Los últimos datos oficiales reflejan una nueva caída de la actividad manufacturera. Especialistas advierten que el sector opera por debajo de niveles registrados años atrás y proyectan un panorama complejo para los próximos meses.
La actividad industrial argentina volvió a mostrar signos de debilidad durante abril y profundizó la preocupación sobre la evolución del sector productivo en lo que resta de 2026. Los datos difundidos por el Instituto Nacional de Estadística y Censos (INDEC) confirmaron una contracción interanual del 2,8% en la producción manufacturera, mientras que en la comparación con marzo la caída fue del 2,1%. Además, el primer cuatrimestre del año acumula una baja del 2,4% respecto del mismo período de 2025.
El retroceso se produjo luego de algunas señales de recuperación observadas en marzo, que finalmente no lograron consolidarse.
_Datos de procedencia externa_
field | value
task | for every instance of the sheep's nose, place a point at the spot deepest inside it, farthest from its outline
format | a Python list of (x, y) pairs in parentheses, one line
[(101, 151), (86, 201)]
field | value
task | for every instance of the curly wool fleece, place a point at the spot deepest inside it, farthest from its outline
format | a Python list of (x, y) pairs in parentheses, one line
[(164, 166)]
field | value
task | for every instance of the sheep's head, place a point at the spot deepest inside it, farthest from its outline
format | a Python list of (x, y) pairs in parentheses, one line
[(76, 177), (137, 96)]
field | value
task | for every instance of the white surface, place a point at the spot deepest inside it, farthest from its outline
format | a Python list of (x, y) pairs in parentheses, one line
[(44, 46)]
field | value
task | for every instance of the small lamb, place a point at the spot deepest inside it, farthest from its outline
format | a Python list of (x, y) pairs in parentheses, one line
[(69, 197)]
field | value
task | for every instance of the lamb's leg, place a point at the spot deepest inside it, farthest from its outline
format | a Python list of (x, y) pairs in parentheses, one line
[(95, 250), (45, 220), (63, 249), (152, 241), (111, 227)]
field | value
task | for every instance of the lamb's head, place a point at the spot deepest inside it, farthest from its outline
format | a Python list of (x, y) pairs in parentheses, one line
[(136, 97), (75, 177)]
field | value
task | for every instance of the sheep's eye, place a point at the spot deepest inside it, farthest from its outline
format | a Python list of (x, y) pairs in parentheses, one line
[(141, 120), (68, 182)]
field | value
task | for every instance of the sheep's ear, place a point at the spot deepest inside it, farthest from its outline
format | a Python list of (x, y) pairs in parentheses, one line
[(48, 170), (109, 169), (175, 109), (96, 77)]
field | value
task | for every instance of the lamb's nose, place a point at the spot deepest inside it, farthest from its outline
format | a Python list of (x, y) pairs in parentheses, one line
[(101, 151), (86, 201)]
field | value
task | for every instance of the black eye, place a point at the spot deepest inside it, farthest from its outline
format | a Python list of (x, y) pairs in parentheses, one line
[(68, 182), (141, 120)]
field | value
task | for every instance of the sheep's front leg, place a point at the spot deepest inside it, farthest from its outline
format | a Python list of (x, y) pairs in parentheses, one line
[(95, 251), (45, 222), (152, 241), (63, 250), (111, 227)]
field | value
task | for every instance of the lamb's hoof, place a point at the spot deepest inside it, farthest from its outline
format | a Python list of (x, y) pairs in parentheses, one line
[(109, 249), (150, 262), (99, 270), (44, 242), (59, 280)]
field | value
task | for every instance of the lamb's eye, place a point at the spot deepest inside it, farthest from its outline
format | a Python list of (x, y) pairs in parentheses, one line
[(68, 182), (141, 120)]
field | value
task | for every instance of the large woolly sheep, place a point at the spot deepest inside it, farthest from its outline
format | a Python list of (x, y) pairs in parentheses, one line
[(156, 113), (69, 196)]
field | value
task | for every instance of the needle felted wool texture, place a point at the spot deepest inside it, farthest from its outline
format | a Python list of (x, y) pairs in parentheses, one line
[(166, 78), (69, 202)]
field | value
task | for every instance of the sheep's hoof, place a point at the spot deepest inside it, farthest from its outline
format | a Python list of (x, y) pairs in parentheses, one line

La mayoría de las ramas fabriles registraron resultados negativos, evidenciando las dificultades que atraviesa gran parte del entramado industrial argentino.
Un informe elaborado por especialistas vinculados históricamente al sector industrial sostiene que la producción fabril se encuentra aproximadamente 15 puntos por debajo de los niveles alcanzados en 2017, durante la gestión de Mauricio Macri. El estudio también advierte que las perspectivas para el cierre de 2026 no son alentadoras y proyecta una caída anual cercana al 1,9%, reflejando una desaceleración persistente de la actividad manufacturera.
Entre los sectores más afectados aparecen la industria textil, la fabricación de maquinaria y equipos, el rubro de indumentaria, cuero y calzado, además de la producción automotriz y metalúrgica. Los descensos registrados en estos segmentos muestran el impacto de la menor demanda interna, el aumento de costos y las dificultades para sostener niveles de producción competitivos.
Por el contrario, algunas actividades lograron escapar a la tendencia negativa. La producción química, la refinación de petróleo, el sector tabacalero y parte de la industria vinculada al papel y la madera exhibieron resultados positivos durante abril, aunque sin alcanzar para revertir el comportamiento general del indicador industrial.
Las preocupaciones del sector no son nuevas. Durante los primeros meses del año, distintos informes de entidades empresarias ya habían anticipado una desaceleración de la producción industrial. Incluso la Unión Industrial Argentina había advertido sobre la persistencia de señales negativas en variables clave como el consumo energético, la actividad automotriz y diversos rubros manufactureros.
Analistas económicos señalan que la recuperación continúa siendo heterogénea y que numerosas empresas operan con niveles reducidos de utilización de capacidad instalada. Los rubros vinculados al mercado interno aparecen entre los más comprometidos, mientras que algunos sectores asociados a la exportación o a actividades específicas muestran un desempeño relativamente mejor.
El escenario genera preocupación tanto en empresarios como en trabajadores, ya que la evolución de la industria suele tener un impacto directo sobre el empleo, la inversión y el movimiento económico de distintas regiones del país. Con un contexto que todavía no logra consolidar una recuperación sostenida, las proyecciones para el resto del año mantienen abiertas las incógnitas sobre la capacidad del sector manufacturero para revertir la tendencia negativa observada en los últimos meses.
Los próximos informes del INDEC serán determinantes para evaluar si la caída registrada en abril constituye un episodio puntual o si se consolida un ciclo de retracción más prolongado para la industria argentina.